We take from the Missal of the same Church the following beautiful allocution, in which are celebrated the mysteries of the miraculous draught of fish, mentioned in to-day’s Gospel. [I have no idea if 'allocution' is the proper name of an element of the Gothic Rite or....]

Procellosum mare fluctuantis saeculi transeuntes, lignum crucis fiducialiter ascendamus, et secundis Sancti Spiritus flatibus vela fidei committamus. Super littus namque Christus assistens gloriosam sine macula Ecclesiam figuravit, quando magnis piscibus indisruptum rete complevit. Nec parte dextera jussit deviare navigium, quod tunc solorum bonorum portendebat indicium. Subsequamur igitur, sacramenti admirabilis veritatem diligentes ac tenentes principaliter unitatem. Nullus ad schismata nefanda prosiliat, vel dominica retia nec dum littori prasentantur abrumpat. Ut connumerati inter mysticos pisces, cibus esse Domini qui nos ex profundo est digna tus eruere mereamur, et specialiter membra ejus ef fecti, sacrificiis salutaribus expiemur. 

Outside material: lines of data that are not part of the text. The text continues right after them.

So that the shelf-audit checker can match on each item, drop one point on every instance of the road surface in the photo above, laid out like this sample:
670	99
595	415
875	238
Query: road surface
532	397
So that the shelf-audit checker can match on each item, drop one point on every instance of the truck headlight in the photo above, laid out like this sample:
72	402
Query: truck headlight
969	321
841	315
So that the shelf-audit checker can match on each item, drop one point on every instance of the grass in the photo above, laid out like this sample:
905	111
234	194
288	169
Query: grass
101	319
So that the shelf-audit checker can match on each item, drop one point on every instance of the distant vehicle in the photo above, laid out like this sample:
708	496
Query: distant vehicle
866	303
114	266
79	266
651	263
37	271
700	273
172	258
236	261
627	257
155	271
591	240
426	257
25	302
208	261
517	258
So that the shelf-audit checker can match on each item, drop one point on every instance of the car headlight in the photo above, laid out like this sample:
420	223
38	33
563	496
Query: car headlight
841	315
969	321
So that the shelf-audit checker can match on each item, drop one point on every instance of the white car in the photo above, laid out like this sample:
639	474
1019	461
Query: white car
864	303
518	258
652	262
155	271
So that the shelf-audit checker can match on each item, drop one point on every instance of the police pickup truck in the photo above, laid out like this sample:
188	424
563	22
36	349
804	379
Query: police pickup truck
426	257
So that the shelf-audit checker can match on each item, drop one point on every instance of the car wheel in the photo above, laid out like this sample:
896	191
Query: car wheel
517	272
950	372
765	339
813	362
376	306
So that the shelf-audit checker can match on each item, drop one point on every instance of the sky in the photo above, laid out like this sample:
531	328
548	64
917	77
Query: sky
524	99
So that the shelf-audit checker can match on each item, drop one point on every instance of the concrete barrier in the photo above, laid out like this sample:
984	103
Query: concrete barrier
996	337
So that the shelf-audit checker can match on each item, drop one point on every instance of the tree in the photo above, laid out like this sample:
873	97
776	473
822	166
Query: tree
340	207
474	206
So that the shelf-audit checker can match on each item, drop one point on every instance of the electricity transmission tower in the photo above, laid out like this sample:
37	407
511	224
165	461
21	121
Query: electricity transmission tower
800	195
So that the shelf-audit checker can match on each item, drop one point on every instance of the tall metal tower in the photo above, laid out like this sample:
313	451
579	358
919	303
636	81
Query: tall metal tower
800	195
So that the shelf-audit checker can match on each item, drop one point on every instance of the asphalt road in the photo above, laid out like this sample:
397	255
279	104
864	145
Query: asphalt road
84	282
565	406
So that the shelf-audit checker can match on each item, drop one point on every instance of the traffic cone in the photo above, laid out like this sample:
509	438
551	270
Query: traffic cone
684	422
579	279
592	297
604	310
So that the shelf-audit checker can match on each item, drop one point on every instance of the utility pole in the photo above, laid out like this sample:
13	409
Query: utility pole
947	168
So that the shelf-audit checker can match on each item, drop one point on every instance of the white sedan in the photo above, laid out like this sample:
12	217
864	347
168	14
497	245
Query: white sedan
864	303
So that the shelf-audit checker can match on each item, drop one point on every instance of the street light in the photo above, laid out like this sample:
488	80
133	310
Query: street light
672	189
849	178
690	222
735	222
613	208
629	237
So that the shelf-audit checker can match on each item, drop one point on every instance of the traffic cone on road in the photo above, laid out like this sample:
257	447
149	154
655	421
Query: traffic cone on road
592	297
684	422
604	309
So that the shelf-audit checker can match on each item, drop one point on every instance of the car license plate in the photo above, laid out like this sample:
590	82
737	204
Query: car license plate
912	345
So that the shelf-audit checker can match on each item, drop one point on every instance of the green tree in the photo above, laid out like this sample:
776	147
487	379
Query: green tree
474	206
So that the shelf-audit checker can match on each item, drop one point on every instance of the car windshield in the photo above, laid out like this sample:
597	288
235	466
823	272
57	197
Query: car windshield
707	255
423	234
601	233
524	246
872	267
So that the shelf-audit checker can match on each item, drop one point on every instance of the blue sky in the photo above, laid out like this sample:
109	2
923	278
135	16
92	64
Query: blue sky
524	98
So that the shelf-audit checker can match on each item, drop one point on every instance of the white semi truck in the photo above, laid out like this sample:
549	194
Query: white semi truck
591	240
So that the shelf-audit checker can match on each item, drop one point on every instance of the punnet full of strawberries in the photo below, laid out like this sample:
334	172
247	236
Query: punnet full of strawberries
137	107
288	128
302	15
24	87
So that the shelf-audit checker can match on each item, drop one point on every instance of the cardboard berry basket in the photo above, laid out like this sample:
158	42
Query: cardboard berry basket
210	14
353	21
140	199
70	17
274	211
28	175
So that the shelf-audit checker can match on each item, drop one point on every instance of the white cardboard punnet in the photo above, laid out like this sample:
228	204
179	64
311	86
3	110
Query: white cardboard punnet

Of all the sequences composed by Adam of Saint Victor, the following is the richest in its allusions to the types of the Old Testament, which refer to Christ’s victory over death. The chant, to which it was sung, was taken afterwards as the basis of that of the magnificent Lauda Sion. [Am v. tired of this, and the laptop is stalling for two or three seconds as I move back to this page from the pdf. Post Vesperas, however, I emended the text according to that presented by Dr Mousseau in her edition of the blessed Adam's Sequentiae. Dr M. points out that zyma is borrowed from the Greek ζύμη. Whether she means that Adam himself borrowed it from the Greek, I don't know.] 

Zyma vetus expurgetur, 
ut sincere celebretur 
nova resurrectio: 
Haec est dies nostrae spei, 
hujus mira vis diei 
legis testimonio. 

Haec Aegyptum spoliavit 
et Hebraeos liberavit 
de fornace ferrea: 
His in arto constitutis, 
Opus erat servitutis, 
Lutum, later, palea. 

Iam divinae laus virtutis, 
iam triumphi, iam salutis 
vox erumpat libera. 
Haec est dies quam fecit Dominus, 
dies nostri doloris terminus, 
dies salutifera. 
Lex est umbra futurorum, 
Christus finis promissorum, 
qui consummat omnia. 
Christi sanguis igneam 
hebetavit romphaeam, 
amota custodia. 

Puer, nostri forma risus, 
pro quo vervex est occisus, 
vitae signat gaudium. 
Joseph exit de cisterna, 
Christus redit ad superna, 
post mortis supplicium. 
Hic dracones Pharaonis 
draco vorat a draconis 
immunis malitia. 
Quos ignitus vulnerat, 
hos serpentis liberat 
enei praesentia. 
Anguem forat in maxilla 
Christi hamus et armilla. 
In cavernam reguli 
manum mittit ablactatus, 
et sic fugit exturbatus 
vetus hostis saeculi. 

Irrisores Elisaei, 
dum conscendit domum Dei, 
zelum calvi sentiunt. 
David arrepticius, 
hircus emissarius 
et passer effugiunt. 
In maxilla mille sternit, 
et de tribu sua spernit 
Samson matrimonium. 
Samson gazae seras pandit 
et asportans portas scandit 
montis supercilium.

Sic, de Iuda Leo fortis, 
fractis portis dirae mortis, 
die surgens tertia, 
rugiente voce patris, 
ad supernae sinum matris 
tot revexit spolia. 

Cetus Ionam fugitivum, 
veri Ionae signativum, 
post tres dies reddit vivum 
de ventris angustia.
Botrus Cypri reflorescit, 
dilatatur et excrescit, 
synagogae flos marcescit, 
et floret Ecclesia. 

Mors et vita conflixere, 
Resurrexit Christus vere, 
Et cum Christo surrexere 
Multi testes gloriae. 
Mane novum, mane laetum, 
Vespertinum tergat fletum. 
Quia vita vicit letum: 
tempus est laetitiae. 

Iesu victor, Iesu vita, 
Iesu vitae via trita, 
cuius morte mors sopita, 
ad paschalem nos invita 
mensam cum fiducia. 
Vive panis, vivax unda, 
vera vitis et foecunda, 
tu nos pasce, tu nos munda. 
Ut morte nos secunda 
tua salvet gratia. 

It is also the feast of Saint Henry (16th century), of Saint Edward (17th century), and of the Blessed Orsolina (15th century).

V. Et álibi aliórum plurimórum sanctórum Mártyrum et Confessórum, atque sanctárum Vírginum. R. Deo grátias.